Rust, Go, Zig, C, and many other languages differ in details, but the normal compiler input is text. The .0 projection can be exported and imported, but it is not the normal package compile input. The compiler loads the graph store directly.

{
  "messages": [
    {
      "role": "user",
      "text": "why is this less work for the agent?"
    },
    {
      "role": "assistant",
      "text": "The agent can ask the compiler for graph facts, submit one checked semantic patch, and avoid a separate write-format-parse cycle. The compiler still checks and builds, but the edit itself is closer to the final compiler model."
    },
    {
      "role": "tools",
      "calls": [
        {
          "command": "zero query --calls write",
          "output": "call write\n  receiver: world.out\n  arg0: #expr_653eeb6e String"
        },
        {
          "command": "zero patch --op 'set node=\"#expr_653eeb6e\" field=\"value\" expect=\"old\\n\" value=\"new\\n\"'",
          "output": "program graph patch ok"
        }
      ]
    }
  ]
}

Why The Path Matters

For agents, the compile path is also the authoring path. If text is primary, the agent writes text and waits for the compiler to tell it whether the text meant what it intended.

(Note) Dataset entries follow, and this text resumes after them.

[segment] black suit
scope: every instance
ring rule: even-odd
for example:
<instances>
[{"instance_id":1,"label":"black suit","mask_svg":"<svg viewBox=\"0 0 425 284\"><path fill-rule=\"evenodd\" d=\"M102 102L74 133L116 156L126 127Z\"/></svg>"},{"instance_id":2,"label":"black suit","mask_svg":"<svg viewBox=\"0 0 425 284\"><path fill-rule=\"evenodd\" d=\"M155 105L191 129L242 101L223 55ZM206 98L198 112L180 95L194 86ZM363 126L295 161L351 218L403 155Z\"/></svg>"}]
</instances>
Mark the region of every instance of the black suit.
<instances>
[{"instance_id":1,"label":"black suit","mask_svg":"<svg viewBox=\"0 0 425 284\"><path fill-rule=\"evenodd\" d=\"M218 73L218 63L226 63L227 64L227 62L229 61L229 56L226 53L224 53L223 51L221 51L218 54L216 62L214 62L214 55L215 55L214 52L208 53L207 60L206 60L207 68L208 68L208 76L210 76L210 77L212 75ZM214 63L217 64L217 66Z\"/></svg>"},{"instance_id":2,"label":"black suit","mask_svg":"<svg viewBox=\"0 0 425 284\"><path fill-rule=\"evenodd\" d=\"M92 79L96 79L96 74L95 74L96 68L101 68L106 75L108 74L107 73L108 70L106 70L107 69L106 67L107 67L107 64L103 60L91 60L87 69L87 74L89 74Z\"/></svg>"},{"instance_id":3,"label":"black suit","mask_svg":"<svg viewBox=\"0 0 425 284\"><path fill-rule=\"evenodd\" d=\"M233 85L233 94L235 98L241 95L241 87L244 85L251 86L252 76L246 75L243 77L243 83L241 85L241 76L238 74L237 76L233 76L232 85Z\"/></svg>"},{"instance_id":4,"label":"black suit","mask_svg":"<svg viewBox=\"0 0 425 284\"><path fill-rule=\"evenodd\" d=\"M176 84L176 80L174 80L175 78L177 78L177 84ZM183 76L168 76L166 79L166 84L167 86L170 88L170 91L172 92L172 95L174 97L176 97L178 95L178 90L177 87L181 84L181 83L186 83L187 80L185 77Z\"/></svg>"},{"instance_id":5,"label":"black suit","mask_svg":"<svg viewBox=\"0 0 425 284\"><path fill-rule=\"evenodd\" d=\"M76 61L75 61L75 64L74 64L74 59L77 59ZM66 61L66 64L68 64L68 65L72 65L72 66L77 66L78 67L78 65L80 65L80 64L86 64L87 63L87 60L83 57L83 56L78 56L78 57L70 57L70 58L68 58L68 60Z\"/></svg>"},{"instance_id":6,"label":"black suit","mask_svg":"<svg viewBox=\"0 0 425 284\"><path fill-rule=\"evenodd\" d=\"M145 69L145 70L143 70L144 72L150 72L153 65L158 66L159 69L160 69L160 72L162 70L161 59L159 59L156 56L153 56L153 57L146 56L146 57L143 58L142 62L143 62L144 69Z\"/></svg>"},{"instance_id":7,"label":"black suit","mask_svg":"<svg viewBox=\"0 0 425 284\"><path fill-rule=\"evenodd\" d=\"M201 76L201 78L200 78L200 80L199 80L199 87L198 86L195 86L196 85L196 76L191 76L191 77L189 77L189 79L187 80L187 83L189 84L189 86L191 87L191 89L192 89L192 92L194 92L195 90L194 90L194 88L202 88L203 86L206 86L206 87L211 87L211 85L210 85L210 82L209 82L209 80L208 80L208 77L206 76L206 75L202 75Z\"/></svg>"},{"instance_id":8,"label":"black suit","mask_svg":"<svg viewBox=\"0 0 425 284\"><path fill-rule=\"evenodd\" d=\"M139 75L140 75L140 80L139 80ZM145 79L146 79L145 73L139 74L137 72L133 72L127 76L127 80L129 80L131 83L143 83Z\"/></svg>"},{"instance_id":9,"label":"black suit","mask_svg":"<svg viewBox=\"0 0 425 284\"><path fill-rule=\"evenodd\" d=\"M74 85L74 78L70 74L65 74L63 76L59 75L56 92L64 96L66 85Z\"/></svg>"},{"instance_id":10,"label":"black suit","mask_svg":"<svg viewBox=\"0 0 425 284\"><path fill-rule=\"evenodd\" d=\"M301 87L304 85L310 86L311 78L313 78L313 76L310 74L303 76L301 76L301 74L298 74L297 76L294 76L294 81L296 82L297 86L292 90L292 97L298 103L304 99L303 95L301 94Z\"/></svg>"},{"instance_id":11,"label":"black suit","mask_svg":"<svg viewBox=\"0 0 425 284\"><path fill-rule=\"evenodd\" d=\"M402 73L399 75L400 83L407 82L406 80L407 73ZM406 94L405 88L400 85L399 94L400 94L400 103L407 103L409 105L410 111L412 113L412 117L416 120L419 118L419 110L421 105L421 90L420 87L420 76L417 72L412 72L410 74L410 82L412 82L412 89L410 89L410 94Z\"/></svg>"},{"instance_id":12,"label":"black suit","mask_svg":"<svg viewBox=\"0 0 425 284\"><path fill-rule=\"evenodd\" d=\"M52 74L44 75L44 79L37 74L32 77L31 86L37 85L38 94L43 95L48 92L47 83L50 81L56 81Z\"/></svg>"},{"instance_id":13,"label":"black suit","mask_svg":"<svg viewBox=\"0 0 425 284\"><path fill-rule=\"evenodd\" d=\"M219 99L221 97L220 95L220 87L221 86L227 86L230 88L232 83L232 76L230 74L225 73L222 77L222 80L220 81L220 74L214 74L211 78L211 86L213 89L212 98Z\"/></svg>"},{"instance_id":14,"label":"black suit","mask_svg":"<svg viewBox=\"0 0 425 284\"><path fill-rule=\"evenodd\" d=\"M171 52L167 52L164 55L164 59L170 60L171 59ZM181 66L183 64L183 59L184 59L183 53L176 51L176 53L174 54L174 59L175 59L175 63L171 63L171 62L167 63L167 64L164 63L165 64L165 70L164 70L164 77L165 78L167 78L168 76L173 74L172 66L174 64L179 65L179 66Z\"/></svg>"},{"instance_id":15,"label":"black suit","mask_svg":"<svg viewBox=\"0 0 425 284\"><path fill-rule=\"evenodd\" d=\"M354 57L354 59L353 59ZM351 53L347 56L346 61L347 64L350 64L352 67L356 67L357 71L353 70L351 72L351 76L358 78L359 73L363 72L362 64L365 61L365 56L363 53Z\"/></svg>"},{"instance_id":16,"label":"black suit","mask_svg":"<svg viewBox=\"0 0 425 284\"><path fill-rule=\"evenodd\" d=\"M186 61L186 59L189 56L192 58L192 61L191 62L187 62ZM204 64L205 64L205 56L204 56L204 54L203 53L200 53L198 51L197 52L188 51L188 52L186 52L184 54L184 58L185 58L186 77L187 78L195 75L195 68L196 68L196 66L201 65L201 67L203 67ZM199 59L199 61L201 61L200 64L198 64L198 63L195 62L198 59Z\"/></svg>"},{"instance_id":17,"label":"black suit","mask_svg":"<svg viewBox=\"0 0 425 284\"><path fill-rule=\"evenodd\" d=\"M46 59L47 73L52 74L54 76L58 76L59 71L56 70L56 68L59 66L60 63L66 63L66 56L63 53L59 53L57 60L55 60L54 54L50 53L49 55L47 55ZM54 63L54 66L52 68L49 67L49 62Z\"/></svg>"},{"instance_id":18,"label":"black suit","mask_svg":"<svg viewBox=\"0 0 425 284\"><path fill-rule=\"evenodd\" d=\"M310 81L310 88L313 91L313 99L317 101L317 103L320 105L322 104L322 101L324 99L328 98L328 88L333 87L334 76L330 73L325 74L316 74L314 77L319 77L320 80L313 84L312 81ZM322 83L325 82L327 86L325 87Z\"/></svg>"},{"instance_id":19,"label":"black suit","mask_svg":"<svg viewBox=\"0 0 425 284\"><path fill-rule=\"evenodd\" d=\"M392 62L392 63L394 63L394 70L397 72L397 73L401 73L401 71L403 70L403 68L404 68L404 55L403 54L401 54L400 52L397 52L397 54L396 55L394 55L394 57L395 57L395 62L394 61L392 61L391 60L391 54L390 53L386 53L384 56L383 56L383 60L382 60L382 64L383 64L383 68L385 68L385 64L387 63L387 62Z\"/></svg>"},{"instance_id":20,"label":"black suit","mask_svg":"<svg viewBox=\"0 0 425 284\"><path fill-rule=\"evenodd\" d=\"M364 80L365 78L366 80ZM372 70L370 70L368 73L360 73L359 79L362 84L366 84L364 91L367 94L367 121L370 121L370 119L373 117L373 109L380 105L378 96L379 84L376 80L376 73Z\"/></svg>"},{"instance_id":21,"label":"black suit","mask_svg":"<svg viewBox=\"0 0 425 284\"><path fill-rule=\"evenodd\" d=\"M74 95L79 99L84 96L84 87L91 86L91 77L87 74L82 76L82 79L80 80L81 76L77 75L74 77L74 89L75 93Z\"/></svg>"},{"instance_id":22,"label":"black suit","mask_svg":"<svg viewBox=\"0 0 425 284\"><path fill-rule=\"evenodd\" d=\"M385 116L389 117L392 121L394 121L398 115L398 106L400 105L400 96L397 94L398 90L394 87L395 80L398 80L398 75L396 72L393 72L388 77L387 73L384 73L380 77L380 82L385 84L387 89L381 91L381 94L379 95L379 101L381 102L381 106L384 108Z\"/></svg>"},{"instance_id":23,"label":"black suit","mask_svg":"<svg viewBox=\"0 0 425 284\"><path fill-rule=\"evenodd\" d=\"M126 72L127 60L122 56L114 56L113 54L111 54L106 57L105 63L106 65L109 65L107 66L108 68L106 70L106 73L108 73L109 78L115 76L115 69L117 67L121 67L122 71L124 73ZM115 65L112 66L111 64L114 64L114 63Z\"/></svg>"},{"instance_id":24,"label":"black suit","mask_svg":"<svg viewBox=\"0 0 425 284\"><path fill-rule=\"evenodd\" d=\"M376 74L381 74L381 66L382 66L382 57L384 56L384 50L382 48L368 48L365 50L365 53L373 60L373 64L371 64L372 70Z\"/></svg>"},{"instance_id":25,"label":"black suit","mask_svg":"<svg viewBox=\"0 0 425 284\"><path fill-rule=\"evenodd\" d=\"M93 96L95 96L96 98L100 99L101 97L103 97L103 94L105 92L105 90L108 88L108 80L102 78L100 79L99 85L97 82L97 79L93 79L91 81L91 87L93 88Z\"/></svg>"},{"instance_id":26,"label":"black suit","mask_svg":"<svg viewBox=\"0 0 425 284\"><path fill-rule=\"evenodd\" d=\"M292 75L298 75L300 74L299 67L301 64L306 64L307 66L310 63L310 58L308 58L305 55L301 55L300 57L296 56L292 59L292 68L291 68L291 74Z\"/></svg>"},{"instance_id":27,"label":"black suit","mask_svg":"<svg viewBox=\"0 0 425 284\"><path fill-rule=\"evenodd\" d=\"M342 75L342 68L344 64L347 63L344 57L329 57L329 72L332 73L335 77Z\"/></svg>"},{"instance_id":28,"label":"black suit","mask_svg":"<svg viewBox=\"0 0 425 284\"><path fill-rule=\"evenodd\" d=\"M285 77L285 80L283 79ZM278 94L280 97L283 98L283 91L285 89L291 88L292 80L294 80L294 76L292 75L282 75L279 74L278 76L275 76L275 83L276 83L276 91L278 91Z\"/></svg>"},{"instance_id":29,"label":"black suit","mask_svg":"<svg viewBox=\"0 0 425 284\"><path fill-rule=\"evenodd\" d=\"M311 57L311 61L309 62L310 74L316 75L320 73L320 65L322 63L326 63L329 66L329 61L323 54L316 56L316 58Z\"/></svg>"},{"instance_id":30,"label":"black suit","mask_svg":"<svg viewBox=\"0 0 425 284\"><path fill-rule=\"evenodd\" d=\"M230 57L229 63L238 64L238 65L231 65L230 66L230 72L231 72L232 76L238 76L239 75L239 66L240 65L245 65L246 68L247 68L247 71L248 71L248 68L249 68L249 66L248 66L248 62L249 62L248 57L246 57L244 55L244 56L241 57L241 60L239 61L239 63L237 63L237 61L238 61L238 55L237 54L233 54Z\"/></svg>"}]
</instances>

If the graph is primary, the agent can ask the compiler for node handles, symbol facts, calls, references, diagnostics, and patch operations before it edits. The edit is already expressed in compiler terms.

That is why Zero keeps investing in binary graph storage and direct graph loading. The long-term goal is to memory-map final compiler IR and codegen from semantic data with as little redundant parsing and reconstruction as possible.

Performance And Size Angle

The graph model is not only about agent ergonomics. It also supports Zero's systems goals:

  • fewer reparsed text inputs on normal package commands
  • deterministic graph identity and stable diff/review output
  • pay-as-used standard library helpers
  • explicit capability and allocation facts
  • small direct artifacts when the selected profile and target support them

Use zero size --json, zero mem --json, and the benchmark docs to inspect those facts for a graph input instead of treating performance claims as prose.

Current Boundary

Zero is still experimental. Some commands and targets expose readiness facts or structured diagnostics when a backend cannot build a graph shape yet. That is intentional: the docs should show what works today and what the compiler can explain, not imply production completeness.